Fascinating beasts (and where to find them)
The British Library's papyri are full of surprises. We've often described how our Greek papyri provide insights into the lives of women, children, teachers and even magicians, but even we were astonished, while cataloguing the collection, to come across a number of fragments containing fascinating descriptions of extraordinary creatures.
A fragmentary school composition about the phoenix, written on the back of a tax register (Egypt, 2nd century AD): Papyrus 2239, fragment 1 verso
The first fragment probably dates from the 2nd century, is written on the back of a tax document, and describes a wondrous bird in Greek prose.

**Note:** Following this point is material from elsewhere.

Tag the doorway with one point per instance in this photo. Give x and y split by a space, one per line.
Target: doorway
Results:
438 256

According to the text, 'This bird can be seen ﬂying through the air with its plumage gleaming, gold and light blue all over, being wondrously similar to the sea. The plumage of its wings seems to imitate the echo of the storming wind. It lives alone even as an adult, rich in wisdom, peaceful not carnivorous.'
Based on parallels in other texts, this miraculous bird can be identified as the phoenix. The bird in question was said to have lived in Egypt and, after living for 1,000 years, to have burned itself alive before resurrecting again from its ashes. Our papyrus provides new information about the colour of the bird, as well as the fascinating information that it could sing in an extraordinary voice which 'had an eternal quality, one with the entire universe'.

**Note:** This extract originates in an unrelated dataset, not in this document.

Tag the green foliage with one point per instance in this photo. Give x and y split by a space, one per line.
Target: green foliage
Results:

The phoenix in a bestiary (England, 2nd quarter of the 13th century): Harley MS 4751, f. 45r (detail)
Our second fragment comes from a 4th-century codex and contains a text in verse, probably from a play. The first legible portion of this papyrus describes another mythical creature, a female beast 'with tresses of long hair. Her tail she curls up under her lion’s feet and sits down carrying back her wings. Exposed to sunshine, the monster’s back glistens with gold, if a cloud comes, a sombre splendour, like a rainbow, is reflected on it. It is murderous and chants magical verses of a riddle: "One thing there is that has sense that walks on four feet, then on two and three — what’s that?"'
Two fragments from a play, probably the Oedipus of Euripides (Oxyrhynchus, Egypt, 4th century AD): Papyrus 3042, fragments 1-2 recto
It is this riddle about a creature that first walks on four legs, then on two and finally on three that helps us identify this beast. It is the Sphinx of Greek mythology, whose riddle refers to a man, who as a boy crawls on four legs, as an adult walks on two, and finally in old age leans on a stick as its third foot. The Sphinx was said to have a female head, a lion's body and wings; but the colour of its plumage is described uniquely in this papyrus.
The Sphinx from the Histoire ancienne jusqu'à Cesar (France, 2nd quarter of the 14th century): Royal MS 20 D I, f. 2v (detail)
Our third example dates from around 1,900 years ago. It is found on a papyrus roll containing Greek verses, presumably from a tragedy. The first readable portion of the text describes an horrific monster, 'a compound, with double nature: bull and man, it bears a bull’s head square set on its shoulders, it walks on two legs with a black shaggy tail, it has a look of horror and a tail and strength of …' The rest of the text is missing.
Fragment from a play, presumably The Cretans by Euripides (Oxyrhynchus, Egypt, 2nd century AD): Papyrus 3044, fragment 2 recto
Despite the fragmentary condition of this papyrus, the two-fold nature of the bull-man makes it obvious that this is a description of the Minotaur. This creature was born from the love of the Cretan queen Pasiphae and a bull. Imprisoned in the mazes of the king’s palace, it was fed with the human flesh of slaves until Theseus, a young prince from Athens, helped by Pasiphae’s daughter Ariadne, chopped off its head with his sword.
Theseus combatting the Minotaur from the Histoire ancienne jusqu'à Cesar (France, 2nd half of the 13th century): Add MS 19669, f. 96v (detail)
Although this papyrus provides no new details about the Minotaur's appearance , it's an interesting witness to the long-lived tradition of the monster of Crete. Seeing these exciting fragments, one cannot help wondering what other mysteries remain to be revealed among the British Library’s Greek papyri.